Directional information in single neurons. a, Intuition of the FIM. Locally around x,y, the response map is approximated as a plane (gray plane). The gradient (green arrow) points in the direction where the rate varies the most and magnitude of maximum information follows along the gradient (blue arrow). The gray arrow points in the direction where the response map does not vary, and therefore information vanishes. b, Magnitude of best information (color-coded) overlaid with direction of maximal information (arrows, length is proportional to the magnitude of information) for the neuron of Figure 2a. c, Same as b for the neuron in Figure 2b. d, Directions of dimensions of interest in the ipsilateral-contralateral level space (clockwise): ILD, contralateral level; ABL, ipsilateral level.

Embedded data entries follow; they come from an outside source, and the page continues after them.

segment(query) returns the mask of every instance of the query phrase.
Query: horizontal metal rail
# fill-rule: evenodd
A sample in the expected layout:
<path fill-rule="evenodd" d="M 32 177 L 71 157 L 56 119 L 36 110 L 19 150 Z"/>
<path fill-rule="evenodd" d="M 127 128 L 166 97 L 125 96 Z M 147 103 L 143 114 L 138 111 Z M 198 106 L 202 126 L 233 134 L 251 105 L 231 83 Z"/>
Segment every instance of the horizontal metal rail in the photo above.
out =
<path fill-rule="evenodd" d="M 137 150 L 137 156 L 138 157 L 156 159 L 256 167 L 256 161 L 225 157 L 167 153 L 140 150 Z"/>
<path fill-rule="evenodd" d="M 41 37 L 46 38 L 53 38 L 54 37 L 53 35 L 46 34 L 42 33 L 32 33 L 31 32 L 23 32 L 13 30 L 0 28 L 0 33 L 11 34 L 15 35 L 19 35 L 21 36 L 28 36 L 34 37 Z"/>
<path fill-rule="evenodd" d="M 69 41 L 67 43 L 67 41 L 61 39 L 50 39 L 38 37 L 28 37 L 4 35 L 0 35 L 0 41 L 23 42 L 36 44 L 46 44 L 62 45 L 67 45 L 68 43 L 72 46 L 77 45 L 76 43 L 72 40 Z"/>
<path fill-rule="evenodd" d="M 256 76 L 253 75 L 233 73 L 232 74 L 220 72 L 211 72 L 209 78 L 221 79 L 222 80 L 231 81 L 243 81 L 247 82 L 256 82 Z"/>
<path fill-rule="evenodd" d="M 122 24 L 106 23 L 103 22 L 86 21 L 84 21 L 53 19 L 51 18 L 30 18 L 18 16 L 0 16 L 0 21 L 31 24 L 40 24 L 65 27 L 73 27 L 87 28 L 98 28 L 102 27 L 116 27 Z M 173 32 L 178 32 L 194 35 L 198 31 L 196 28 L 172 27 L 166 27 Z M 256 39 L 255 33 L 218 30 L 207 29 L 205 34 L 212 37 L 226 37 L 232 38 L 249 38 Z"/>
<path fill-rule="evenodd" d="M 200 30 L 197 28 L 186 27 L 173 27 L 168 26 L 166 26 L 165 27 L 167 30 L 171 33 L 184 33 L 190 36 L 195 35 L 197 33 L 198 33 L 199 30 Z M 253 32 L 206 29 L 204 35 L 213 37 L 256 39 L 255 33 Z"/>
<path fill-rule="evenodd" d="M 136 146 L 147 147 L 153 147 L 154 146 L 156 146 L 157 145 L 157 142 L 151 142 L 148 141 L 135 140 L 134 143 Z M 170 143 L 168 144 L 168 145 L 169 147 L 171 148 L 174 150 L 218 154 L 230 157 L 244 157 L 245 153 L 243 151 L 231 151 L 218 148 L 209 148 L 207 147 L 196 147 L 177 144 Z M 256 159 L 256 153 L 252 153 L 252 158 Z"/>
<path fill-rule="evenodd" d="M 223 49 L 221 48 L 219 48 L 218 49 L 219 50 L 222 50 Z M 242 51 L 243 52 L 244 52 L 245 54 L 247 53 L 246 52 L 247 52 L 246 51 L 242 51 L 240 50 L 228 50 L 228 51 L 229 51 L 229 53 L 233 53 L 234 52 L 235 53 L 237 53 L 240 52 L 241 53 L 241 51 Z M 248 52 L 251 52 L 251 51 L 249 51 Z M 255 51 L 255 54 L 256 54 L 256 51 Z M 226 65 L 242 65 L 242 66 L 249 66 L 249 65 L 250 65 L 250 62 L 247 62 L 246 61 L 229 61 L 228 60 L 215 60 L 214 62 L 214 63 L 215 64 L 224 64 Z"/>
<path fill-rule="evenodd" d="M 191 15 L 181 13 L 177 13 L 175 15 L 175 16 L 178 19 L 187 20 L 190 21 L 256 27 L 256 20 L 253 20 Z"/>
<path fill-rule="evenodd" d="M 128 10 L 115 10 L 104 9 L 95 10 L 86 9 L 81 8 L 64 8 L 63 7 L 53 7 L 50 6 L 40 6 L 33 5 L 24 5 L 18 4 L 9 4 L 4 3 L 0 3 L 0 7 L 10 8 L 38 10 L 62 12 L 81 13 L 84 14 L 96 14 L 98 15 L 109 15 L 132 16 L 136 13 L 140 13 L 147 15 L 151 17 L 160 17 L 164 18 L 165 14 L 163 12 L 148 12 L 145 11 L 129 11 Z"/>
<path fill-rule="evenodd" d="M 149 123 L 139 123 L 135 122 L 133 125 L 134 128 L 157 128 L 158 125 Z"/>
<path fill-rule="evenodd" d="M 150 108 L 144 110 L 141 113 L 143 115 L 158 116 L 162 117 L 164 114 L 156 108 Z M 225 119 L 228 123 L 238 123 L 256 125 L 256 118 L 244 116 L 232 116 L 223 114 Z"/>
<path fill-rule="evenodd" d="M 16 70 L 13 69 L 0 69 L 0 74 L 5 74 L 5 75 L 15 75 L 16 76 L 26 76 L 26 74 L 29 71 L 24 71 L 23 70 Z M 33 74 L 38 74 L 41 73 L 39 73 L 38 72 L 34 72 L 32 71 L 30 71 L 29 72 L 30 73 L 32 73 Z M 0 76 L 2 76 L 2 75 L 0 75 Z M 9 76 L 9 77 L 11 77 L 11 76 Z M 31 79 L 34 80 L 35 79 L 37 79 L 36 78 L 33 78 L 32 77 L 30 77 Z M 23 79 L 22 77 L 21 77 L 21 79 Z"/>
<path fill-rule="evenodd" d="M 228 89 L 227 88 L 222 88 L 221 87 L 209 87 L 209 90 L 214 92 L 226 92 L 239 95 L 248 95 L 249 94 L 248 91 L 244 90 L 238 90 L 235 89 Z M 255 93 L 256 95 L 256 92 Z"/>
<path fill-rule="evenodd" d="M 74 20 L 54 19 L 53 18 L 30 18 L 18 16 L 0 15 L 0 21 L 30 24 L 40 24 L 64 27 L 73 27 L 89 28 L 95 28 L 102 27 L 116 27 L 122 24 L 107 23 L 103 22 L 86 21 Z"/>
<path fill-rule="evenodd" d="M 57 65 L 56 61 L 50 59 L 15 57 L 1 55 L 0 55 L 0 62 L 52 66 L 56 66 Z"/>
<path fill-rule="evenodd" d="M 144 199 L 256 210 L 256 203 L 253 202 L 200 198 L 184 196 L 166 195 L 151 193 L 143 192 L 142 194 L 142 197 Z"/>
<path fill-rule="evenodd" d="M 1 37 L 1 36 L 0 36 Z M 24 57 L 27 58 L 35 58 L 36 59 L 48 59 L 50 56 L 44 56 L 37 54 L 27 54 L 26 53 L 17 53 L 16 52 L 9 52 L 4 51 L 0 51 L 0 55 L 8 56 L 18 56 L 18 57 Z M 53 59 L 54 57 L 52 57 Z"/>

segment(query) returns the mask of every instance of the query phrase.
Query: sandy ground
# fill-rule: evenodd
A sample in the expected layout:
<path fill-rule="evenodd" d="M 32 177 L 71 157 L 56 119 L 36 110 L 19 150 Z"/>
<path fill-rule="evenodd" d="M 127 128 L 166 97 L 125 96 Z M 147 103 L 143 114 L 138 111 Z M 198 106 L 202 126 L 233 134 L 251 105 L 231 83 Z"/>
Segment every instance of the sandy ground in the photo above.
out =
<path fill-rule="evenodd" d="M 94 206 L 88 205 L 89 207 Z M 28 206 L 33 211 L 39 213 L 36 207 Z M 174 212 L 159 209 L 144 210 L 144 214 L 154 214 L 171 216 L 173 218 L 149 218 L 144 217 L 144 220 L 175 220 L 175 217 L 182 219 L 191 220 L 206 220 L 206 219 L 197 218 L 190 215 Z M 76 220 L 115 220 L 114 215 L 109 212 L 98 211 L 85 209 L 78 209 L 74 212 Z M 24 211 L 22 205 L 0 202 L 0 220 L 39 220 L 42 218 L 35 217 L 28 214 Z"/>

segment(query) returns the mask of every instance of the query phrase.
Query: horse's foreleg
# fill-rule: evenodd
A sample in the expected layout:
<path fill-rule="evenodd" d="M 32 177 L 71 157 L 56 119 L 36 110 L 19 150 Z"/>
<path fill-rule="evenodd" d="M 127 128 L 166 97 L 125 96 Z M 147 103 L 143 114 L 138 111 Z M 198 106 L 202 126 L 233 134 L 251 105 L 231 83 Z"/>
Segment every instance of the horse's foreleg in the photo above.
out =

Blue curve is a depiction of local marginal FI assuming that the maximal information vector (from the FIM) is along the ILD dimension (blue arrow). e, Each panel is the local marginal information about specific dimensions of the stimulus over the space color-coded over the same range as b. f, Local marginal FI averaged over space (center polar plot, blue curve), with the direction of maximal information (green line). g, h, Same as e, f except for the neuron in c.

Figure 5.

Information across the population. a, Directionality of the population tuning. A population (boxed) comprises two neurons with the same tuning (homogeneous): represented are the FIM vector (colored arrow) and local marginal FI (colored solid line) as a function of direction. The population mFI reflects information in a single direction (black line). b, Same as a for a population with heterogeneous tuning: neurons have different direction and magnitude (boxed). The population has information in all directions, and the principal directions of the FIM (black arrows) span the full stimulus space. c, Response maps of 28 auditory driven neurons recorded in the chinchilla ICC. d, same as c for 21 guinea pig ICC neurons. e, Top, Magnitude and direction of best information obtained from the local marginal FI metric (averaged across space). Each point is a different neuron: green, guinea pig; blue, chinchilla. Bottom, Histogram of best direction for all neurons in each species. f, Local marginal FI as a function of stimulus space direction for all neurons bearing ILD information, and (g) contralateral level information. Colors indicate the species. h, Averaged local marginal FI for all chinchilla (N = 28) ICC neurons (plain blue line) and model symmetrical ICC (dashed blue curve). Arrows represent the principal vectors of the pFIM. Black curve: averaged local marginal FI for the bilateral ICC. i, Same as h for guinea pig ICC neurons (N = 21; colored curve), as well as principal directions and magnitudes of the population FIM.

Figure 6.

Higher dimensional FI. a, Top, A neuron with best information along the x-axis (blue arrow), and its local marginal FI (blue line, arbitrary units). Bottom, the population consisting of one neuron has the same marginal information (gray line). b, A second neuron with best information along the y-axis (green arrow; and its marginal information profile, green line) is added to the population. The population now has information in all (two) stimulus directions, yet reduced in directions bisecting the maximal information of each neuron. c, Same as b with one additional neuron (red arrow and line). d, With a large number of neurons (black arrows) in the population, the information is equal in all directions, as a result the mFI profile is a circle. e, In 3D stimulus spaces, a neuron has information in the z direction (blue arrow). The population mFI is equal and its marginal information profile resembles that of the 2D case (top, blue surface; bottom, gray surface). It is nonzero in all directions except that orthogonal to the direction of best information (x–y, black plane). f, Adding a second neuron (green arrow and line) to the population reduces the dimensionality of the space with zero information to one (bottom, black line). g, A third neuron ensures that information is non-zero in all directions. h, Similar to the one dimensional case, a large population of heterogeneously tuned neurons (top, black arrows) has an equal amount of information in all directions (gray sphere).